Your digestive tract is also the place where most of your feel-good neurotransmitters are made.
- Gut bacteria create ninety percent of your serotonin (responsible for regulating your mood, digestion, sleep, and more.)
- Gut bacteria increase the GABA receptors in your brain; GABA alleviates mood disorders.
- Gut microbes make up to fifty percent of your pleasure and reward dopamine.
Here are five quick tips that will help you nourish your brain and gut.
Eat A Diverse Diet
Eat a diverse diet to promote healthy gut bacteria. The foods in the center aisles of the grocery store mostly contain the same six ingredients: dairy, wheat, corn, soy, unhealthy fats, and sugar. In fact, approximately 75% of the world’s foods consist of only 12 plant and 5 animal species. So, in order to find more variety, shop the perimeter of the store. Make easy choices like rainbow carrots instead of only orange ones, or green or purple cauliflower, instead of just white. Also, stock up on fermented veggies (like sauerkraut) and take a probiotic if you need to.
Avoid Fast Foods and Pesticides
Diets low in fiber and high in fats and simple carbs, which make up most of our fast foods, can seriously alter gut bacteria for generations to come. In other words, the health of your children and grandchildren depends on the choices you make today. Pesticides alter the gut microbiome, setting the stage for leaky gut and autoimmune disease. They dissolve the protein staples responsible for the integrity of your digestive tract, leaving microscopic holes in it. They are also associated with obesity and insulin resistance, two factors that correlate with cognitive impairment. In addition to a lifetime of chronic disease, pesticides and fast foods set the stage for multiple brain health problems.
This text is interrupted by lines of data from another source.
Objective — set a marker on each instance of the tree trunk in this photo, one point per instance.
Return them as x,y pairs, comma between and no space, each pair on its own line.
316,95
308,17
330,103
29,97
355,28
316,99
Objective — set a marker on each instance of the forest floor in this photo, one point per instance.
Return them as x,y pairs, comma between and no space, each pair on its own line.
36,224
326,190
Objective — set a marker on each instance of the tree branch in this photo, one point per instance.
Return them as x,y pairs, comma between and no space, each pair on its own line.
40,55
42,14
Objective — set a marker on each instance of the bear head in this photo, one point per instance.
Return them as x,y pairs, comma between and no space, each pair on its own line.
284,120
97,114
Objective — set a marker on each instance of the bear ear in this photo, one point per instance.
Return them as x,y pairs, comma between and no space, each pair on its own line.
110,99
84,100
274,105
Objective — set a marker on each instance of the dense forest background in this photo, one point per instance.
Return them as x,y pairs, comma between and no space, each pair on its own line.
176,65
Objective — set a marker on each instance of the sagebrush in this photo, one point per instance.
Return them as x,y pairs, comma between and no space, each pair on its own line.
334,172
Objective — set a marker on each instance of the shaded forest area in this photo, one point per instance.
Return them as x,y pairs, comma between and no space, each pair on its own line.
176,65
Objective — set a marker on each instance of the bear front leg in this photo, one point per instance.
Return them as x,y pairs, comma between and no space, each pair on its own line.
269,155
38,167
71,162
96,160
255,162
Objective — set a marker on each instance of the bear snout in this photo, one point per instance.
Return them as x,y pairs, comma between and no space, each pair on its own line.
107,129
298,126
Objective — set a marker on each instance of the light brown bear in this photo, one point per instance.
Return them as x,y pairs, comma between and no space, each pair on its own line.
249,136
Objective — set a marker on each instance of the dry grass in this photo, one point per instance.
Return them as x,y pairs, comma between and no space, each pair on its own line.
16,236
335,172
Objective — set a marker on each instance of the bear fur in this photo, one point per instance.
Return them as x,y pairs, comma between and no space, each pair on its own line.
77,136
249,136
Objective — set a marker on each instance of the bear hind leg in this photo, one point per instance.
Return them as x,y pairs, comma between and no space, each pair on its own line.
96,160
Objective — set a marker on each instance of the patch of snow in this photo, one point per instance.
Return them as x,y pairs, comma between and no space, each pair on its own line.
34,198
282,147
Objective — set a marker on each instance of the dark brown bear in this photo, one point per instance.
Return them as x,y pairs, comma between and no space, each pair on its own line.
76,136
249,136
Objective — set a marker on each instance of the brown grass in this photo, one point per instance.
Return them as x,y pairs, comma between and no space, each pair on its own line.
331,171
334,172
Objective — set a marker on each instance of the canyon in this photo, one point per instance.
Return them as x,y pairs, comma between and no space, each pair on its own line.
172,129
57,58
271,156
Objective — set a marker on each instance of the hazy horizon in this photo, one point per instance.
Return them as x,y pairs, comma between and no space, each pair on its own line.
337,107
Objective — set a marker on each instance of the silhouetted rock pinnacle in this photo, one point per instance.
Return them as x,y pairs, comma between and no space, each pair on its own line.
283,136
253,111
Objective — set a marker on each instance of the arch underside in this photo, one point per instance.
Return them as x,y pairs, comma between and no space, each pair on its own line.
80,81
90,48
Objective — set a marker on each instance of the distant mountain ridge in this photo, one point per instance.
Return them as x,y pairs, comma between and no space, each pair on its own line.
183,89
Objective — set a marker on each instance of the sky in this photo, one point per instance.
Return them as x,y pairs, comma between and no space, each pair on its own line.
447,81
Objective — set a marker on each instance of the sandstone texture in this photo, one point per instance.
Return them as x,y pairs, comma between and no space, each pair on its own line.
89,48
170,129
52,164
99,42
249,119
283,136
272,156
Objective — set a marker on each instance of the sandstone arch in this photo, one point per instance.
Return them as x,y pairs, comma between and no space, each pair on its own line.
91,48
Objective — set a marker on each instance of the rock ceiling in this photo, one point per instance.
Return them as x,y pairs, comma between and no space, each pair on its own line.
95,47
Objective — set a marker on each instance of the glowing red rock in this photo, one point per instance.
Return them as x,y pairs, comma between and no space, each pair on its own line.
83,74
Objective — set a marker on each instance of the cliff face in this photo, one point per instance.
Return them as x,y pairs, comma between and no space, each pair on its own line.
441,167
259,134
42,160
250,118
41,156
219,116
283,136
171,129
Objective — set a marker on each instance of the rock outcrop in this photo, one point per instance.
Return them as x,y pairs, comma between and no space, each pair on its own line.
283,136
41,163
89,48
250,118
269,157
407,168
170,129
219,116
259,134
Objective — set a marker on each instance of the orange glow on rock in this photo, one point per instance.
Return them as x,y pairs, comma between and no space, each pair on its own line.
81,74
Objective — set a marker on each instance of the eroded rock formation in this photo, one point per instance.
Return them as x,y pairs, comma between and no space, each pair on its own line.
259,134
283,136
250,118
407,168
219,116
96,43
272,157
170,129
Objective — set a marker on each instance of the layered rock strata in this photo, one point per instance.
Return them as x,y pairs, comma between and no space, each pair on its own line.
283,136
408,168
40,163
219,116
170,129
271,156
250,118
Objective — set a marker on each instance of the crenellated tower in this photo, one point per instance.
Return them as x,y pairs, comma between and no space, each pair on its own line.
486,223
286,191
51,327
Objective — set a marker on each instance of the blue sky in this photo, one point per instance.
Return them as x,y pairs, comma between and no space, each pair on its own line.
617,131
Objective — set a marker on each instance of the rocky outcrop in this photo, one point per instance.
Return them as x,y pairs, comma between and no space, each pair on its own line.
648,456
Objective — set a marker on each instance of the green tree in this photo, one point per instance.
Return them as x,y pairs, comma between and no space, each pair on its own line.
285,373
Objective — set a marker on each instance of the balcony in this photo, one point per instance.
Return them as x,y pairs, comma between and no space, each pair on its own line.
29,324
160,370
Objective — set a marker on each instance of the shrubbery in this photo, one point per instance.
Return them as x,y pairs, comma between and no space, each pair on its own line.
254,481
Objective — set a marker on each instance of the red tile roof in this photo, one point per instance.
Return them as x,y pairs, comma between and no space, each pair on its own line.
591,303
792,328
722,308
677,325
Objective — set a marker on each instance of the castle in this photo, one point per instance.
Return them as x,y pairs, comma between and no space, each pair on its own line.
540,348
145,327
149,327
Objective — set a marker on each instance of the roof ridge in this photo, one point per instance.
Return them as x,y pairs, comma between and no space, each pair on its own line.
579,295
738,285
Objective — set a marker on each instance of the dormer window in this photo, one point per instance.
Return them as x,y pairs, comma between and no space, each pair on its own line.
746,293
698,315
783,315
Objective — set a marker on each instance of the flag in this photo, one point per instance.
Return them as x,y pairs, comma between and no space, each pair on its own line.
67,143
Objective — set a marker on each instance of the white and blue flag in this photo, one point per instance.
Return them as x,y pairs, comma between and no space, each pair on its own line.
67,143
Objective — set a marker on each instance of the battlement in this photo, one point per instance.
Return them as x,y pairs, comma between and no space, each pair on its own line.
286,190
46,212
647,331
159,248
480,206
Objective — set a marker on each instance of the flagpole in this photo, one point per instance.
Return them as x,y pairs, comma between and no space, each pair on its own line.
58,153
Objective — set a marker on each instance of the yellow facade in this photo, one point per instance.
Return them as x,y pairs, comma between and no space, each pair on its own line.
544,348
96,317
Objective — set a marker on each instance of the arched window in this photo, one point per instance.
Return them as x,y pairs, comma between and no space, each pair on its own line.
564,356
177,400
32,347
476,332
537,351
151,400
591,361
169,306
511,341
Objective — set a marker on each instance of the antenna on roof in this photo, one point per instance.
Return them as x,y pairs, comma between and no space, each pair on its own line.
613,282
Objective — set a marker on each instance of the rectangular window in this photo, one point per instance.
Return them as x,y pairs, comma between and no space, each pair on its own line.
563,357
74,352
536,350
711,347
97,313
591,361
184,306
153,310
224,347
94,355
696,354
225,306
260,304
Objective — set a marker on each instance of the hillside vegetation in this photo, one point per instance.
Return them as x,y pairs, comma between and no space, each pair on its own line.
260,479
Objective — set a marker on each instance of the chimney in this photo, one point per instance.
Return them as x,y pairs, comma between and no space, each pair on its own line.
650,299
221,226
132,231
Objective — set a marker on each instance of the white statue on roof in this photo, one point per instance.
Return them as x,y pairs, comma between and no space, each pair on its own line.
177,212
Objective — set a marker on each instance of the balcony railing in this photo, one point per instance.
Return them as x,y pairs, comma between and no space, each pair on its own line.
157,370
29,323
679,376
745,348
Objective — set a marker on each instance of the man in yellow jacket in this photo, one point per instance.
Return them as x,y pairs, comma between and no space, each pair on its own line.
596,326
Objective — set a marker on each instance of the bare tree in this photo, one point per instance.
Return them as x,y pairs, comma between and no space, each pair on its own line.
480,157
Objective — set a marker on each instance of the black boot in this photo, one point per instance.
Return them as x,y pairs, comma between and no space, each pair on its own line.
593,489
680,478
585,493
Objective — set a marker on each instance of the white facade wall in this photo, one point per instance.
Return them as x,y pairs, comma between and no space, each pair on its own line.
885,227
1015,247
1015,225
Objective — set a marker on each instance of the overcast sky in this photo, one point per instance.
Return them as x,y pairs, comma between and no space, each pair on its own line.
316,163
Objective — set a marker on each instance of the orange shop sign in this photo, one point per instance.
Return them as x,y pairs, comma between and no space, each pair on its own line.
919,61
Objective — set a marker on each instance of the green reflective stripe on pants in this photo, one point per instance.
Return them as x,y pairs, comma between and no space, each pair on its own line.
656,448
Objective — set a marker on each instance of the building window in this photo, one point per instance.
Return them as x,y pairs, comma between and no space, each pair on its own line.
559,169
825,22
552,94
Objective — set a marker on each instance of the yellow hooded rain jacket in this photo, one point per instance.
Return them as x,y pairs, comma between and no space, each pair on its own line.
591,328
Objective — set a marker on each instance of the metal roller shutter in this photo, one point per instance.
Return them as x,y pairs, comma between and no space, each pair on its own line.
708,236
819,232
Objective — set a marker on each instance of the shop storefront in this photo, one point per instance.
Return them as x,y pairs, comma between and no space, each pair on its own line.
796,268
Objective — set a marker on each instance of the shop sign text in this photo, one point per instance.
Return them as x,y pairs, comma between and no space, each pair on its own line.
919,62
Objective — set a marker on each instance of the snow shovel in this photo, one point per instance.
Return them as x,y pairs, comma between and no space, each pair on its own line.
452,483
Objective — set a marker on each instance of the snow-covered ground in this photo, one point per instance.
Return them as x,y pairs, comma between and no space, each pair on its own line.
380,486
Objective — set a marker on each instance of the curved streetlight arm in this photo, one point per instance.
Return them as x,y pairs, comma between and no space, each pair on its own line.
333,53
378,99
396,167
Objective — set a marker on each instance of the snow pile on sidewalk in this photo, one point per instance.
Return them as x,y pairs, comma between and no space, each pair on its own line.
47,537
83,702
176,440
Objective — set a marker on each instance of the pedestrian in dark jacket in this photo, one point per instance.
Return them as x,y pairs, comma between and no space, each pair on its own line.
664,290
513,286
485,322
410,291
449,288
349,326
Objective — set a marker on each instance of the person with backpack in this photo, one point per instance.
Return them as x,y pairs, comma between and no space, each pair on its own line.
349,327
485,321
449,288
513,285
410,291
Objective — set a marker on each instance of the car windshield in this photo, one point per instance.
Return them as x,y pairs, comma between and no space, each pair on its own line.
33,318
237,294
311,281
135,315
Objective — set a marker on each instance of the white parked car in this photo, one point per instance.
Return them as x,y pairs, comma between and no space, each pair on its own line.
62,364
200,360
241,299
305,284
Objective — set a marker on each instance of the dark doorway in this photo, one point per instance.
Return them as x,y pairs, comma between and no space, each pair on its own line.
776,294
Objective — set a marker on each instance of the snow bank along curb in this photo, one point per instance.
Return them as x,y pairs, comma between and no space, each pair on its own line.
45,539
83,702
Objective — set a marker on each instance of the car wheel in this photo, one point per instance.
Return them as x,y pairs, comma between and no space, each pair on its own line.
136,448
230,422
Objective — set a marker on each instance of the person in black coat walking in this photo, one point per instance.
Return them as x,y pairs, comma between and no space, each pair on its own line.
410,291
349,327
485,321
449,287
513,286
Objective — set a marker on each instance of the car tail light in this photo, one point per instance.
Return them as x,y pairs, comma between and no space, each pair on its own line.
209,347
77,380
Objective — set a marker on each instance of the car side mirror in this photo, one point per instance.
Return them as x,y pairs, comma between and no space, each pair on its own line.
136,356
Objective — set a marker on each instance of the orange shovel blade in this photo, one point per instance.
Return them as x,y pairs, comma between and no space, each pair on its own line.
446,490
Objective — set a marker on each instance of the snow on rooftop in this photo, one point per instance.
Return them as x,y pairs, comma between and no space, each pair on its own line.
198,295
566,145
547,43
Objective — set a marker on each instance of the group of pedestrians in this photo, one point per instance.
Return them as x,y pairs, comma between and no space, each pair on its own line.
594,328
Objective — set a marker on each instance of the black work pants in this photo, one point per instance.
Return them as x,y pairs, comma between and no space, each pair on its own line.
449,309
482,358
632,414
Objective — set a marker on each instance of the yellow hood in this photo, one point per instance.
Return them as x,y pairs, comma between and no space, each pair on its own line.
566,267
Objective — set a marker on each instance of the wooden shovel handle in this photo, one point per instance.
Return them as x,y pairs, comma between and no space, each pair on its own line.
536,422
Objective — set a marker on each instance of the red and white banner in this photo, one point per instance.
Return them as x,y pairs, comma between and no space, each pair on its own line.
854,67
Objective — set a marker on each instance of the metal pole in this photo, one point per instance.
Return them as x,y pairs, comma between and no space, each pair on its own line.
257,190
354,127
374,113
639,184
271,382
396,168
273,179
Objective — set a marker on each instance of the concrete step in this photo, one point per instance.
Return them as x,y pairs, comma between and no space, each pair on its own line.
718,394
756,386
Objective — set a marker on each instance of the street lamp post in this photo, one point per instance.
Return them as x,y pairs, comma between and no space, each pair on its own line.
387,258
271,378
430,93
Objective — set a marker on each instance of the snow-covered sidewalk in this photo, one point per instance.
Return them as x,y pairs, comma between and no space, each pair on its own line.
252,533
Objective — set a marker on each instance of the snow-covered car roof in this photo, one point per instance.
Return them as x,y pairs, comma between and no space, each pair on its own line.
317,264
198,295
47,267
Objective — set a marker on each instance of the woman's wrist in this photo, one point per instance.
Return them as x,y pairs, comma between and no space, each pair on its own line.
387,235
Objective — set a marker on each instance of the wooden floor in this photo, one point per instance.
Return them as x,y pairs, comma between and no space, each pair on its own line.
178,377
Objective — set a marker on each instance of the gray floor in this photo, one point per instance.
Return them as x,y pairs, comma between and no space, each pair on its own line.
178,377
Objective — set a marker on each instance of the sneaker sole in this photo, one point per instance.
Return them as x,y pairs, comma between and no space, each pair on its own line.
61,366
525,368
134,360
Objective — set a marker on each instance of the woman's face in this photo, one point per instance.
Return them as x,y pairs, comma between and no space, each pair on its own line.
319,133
Get Enough Vitamin B Complex
Vitamin B Complex is a crucial co-factor in the manufacture of neurotransmitters. Likewise, it is also necessary for the production of stomach acid, which breaks down the proteins that form your neurotransmitters. Low B Vitamins can cause cognitive decline, Alzheimer’s, and depression.
Eat Healthy Fats
Your brain is sixty percent fat. Omega-3 fats like EPA and DHA are essential for a healthy mood and brain. EPA helps to regulate mood, and DHA is to your brain as calcium is to your bones. Healthy fats also shield your myelin sheaths, protecting your nerves so that your internal wiring doesn’t get crossed.
Diagnose and Treat Gut Conditions
Diseases of the digestive tract like SIBO, H. Pylori, Candida Overgrowth, Leaky Gut, Irritable Bowel Syndrome, and Crohn’s Disease all cause cognitive distress. They can result in brain fog, forgetfulness, confusion, and frustration. Incorporate the first four changes but don’t neglect the health of your digestive tract. Diagnosing and treating diseases leads to better brain health.
If you want a healthy mind, taking care of your second brain should be a no-brainer. Following these simple steps could unleash a bright and beautiful future for you!